EM12c- Managing Incidents, Stopping the Insanity, Part I
As many folks know, “white noise” or having incident alerts that don’t offer value is something that I just refuse to tolerate.
The metric alert “Listener response to a TNS ping is xxxx msecs” is valuable, as it represents how many milliseconds it takes the listener to respond to a network request, (i.e. ping).
In the EM12c metric settings, this is set to default threshold of 400 to signal a warning and 1000 for critical. For most Listener targets, this is a solid set of thresholds, but that isn’t always the case. There are advanced logic capabilities involved with EM12c metrics, allowing anyone to set the threshold for a given metric to a unique value and even require the threshold to be reached X number of times before initiating the response set in the incident rule set.
This offers the EM12c administrator customization settings unique for targets that regularly experience delays in a network request. Instead of having “white noise”, (i.e. constant and annoying incident nofitications), you can customize the metric settings so to only notify if there is a real issue.
If you are receiving an incident notification for this type of metric, then it’s going to look very similar to the following:
Host=host.domain.com
Target type=Listener
Target name=LISTENER_HOST
Message=Listener response to a TNS ping is 4,380 msecs
Severity=Critical
Event reported time=Nov 22, 2013 10:04:56 AM CST
Operating System=Linux
Platform=x86_64
Associated Incident Id=47082
Associated Incident Status=New
Associated Incident Owner=SYSMAN
Associated Incident Acknowledged By Owner=No
Associated Incident Priority=Very High
Associated Incident Escalation Level=0
Event Type=Metric Alert
Event name=Response:tnsPing
Metric Group=Response
Metric=Response Time (msec)
Metric value=4380
Key Value=
Rule Name={client]_Incident Management Ruleset,Incident creation Rule for metric alerts.
Rule Owner=SYSMAN
Update Details:
Listener response to a TNS ping is 4,380 msecs
Incident created by rule (Name = TCS Incident Management Ruleset, Incident creation Rule for metric alerts.; Owner = SYSMAN).
To address an incident that is not offering significant value, you have multiple ways to pursue it, but we’re going to work through this with the concept that we want to review historical data and make an intelligent decision about what the thresholds need to be set for this metric.
1. Click on the link in the “Message”, which will take you to the Listener target summary page:
Don’t be surprised if there isn’t an incident shown in the “Incidents” section.
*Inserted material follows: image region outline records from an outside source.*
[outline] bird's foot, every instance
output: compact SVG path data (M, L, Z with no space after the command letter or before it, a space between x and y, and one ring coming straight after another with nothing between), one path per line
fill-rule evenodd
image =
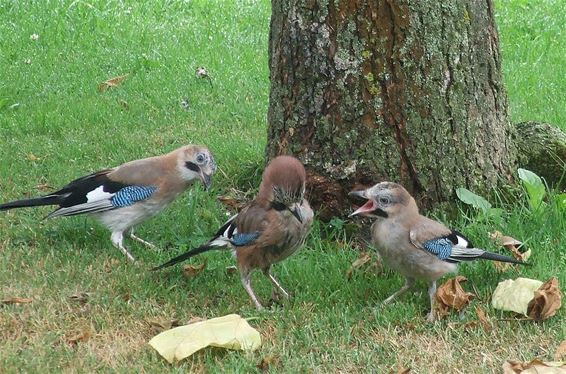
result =
M149 247L151 249L157 249L157 247L155 246L155 244L152 244L148 241L143 240L142 238L140 238L139 236L134 235L134 233L130 233L130 238L132 238L133 240L135 240L136 242L142 243L143 245L145 245L146 247Z
M135 263L136 259L134 258L134 256L132 256L132 254L126 249L126 247L122 246L122 247L118 247L118 249L120 251L122 251L122 253L126 256L126 258L128 259L128 261Z

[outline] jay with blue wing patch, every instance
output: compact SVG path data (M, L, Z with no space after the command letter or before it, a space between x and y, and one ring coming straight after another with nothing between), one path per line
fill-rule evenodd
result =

The intermittent network response issue is already gone and the incident is cleared. To locate this incident and see how often it occurs, Click on drop down in the upper left, “Oracle Listener”, “Monitoring” and “Alert History”:
This will then show you the alert history for just this target. Now the first thing you are going to want to do is get a solid view of the history. The default view is for the last 24hrs. In the upper right hand corner, change the view so that it displays the last 31 days:
You will now display a more complete view of how often the metric has alerted, both for warning and critical:
You can now determine if this metric, at its current settings are offering you the best value in information. For the above example, we’re dissatisfied with the amount of notification generation and due to increased network traffic, the decision is to increase the values so that it only alerts when the ping is at a level that there really is an issue to respond to.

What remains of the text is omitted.